This I Believe Is Knowledge
The morning of Friday, October 3rd, was like any other fall day. Bright skies, chlorophyll soaked leaves, not a cloud in sight. The day after Yom Kippur. The first act of ignorance. It started with a remark, so small that it almost went unnoticed. Almost. “Why did we have to come back to school today? We had Thursday off, why couldn’t we just skip Friday? Or why couldn’t they just move the holiday to Friday. This is so stupid,” Jodie muttered under her breath.

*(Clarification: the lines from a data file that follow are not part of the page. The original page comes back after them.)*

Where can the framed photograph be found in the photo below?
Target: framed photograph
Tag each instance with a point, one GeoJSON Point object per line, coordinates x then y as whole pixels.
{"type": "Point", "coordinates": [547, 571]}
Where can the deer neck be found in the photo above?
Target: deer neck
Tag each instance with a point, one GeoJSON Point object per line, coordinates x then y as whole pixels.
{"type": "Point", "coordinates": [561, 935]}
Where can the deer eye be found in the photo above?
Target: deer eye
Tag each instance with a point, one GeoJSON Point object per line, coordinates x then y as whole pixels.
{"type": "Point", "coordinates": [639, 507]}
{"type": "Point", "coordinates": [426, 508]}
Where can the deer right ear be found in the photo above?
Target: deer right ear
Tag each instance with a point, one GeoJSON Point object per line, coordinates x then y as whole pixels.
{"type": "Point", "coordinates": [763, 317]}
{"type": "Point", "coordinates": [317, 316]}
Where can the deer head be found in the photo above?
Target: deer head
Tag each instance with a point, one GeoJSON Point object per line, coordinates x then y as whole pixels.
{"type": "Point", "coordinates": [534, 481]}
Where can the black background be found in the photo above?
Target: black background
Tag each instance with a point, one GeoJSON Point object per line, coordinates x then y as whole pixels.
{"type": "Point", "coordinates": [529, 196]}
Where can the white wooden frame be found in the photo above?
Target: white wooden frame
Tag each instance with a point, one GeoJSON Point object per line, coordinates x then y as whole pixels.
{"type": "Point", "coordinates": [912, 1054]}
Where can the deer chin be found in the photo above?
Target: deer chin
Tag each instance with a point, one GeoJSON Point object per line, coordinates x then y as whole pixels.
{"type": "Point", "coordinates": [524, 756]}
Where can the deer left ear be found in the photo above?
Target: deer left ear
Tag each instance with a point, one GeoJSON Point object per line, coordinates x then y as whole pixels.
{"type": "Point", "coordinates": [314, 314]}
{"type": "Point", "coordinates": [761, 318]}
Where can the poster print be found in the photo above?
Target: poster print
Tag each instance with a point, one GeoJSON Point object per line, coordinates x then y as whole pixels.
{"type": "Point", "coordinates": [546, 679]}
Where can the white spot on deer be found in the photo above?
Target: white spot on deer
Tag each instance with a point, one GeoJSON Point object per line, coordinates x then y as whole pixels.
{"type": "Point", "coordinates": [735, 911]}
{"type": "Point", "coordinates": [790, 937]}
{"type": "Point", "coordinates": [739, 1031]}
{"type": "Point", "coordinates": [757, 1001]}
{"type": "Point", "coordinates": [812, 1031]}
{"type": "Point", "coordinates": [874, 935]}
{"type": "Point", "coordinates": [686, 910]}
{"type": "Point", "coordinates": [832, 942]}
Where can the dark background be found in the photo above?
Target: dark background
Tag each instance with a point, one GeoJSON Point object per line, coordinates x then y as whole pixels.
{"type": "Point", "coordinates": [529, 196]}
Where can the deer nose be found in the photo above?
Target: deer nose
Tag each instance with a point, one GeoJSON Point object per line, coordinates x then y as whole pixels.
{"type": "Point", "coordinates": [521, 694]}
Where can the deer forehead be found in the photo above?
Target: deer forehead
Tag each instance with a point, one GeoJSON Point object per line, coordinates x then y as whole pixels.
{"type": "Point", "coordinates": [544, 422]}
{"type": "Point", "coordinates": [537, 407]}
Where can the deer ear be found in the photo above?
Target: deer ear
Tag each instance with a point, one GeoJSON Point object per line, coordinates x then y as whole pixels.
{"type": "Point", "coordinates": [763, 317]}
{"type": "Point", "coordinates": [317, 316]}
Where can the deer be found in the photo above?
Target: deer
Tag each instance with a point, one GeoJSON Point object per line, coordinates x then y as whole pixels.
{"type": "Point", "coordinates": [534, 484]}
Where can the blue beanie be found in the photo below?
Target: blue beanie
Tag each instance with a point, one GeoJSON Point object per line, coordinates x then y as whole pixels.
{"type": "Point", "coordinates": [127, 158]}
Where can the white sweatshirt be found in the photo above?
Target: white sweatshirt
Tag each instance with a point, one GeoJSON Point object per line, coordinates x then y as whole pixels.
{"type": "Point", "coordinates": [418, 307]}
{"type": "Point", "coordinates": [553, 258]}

Although I am not Jewish, I felt something burning within me because of this small act of ignorance. Just because you don’t celebrate a holiday, does not mean that it is not important. Those four sentences could have sparked World War 3 if I had challenged her. But I let it go and tried to wash away my anger like the waves gently washing sand back into the ocean. I assumed that her remark was a one-time thing. But that was the problem. I assumed.
The second act happened on Tuesday, November 11th. Veterans’ Day. A day so jam packed with honor and remembrance, stuffed with pride and joy, overflowing with sorrow and hope. A day so special to Americans. A day that no one would dare to be disrespectful on. Except for one person. Her voice was filled with naivety and arrogance as she whined, “Why do we have to sit here? Why can’t we just leave already? This is so stupid.”
The second act threw me into a cul-de-sac of rage that had me going around and around, and as hard as I tried, I could not get her blasphemous words out of my head. There were many reasons why I felt so angry, but the main reason was that people have died for our country. It’s one thing to take that for granted, but it’s another to disregard it. Jodie acted as if there was nothing to remember that morning. As if no one had given their life for this country. For our way of life. For our safety.
She acted as if that short period of quiet for them was like standing in line at a store on Black Friday. A complete waste of her time. The least we could all do was to stay quiet for a couple of minutes, even seconds, to honor and remember what the veterans have done for this country. Not roll our eyes or make rude comments. But just take a small time out from our busy days. Even something so small can amount to so much.
I believe in knowledge and I came to this belief because of Jodie and the people like her. I had always heard people say “ignorance is bliss,” and I thought that it was just another trite expression. Until now. Now I know that knowledge is the only remedy for naivety and ignorance. Now I believe in knowledge.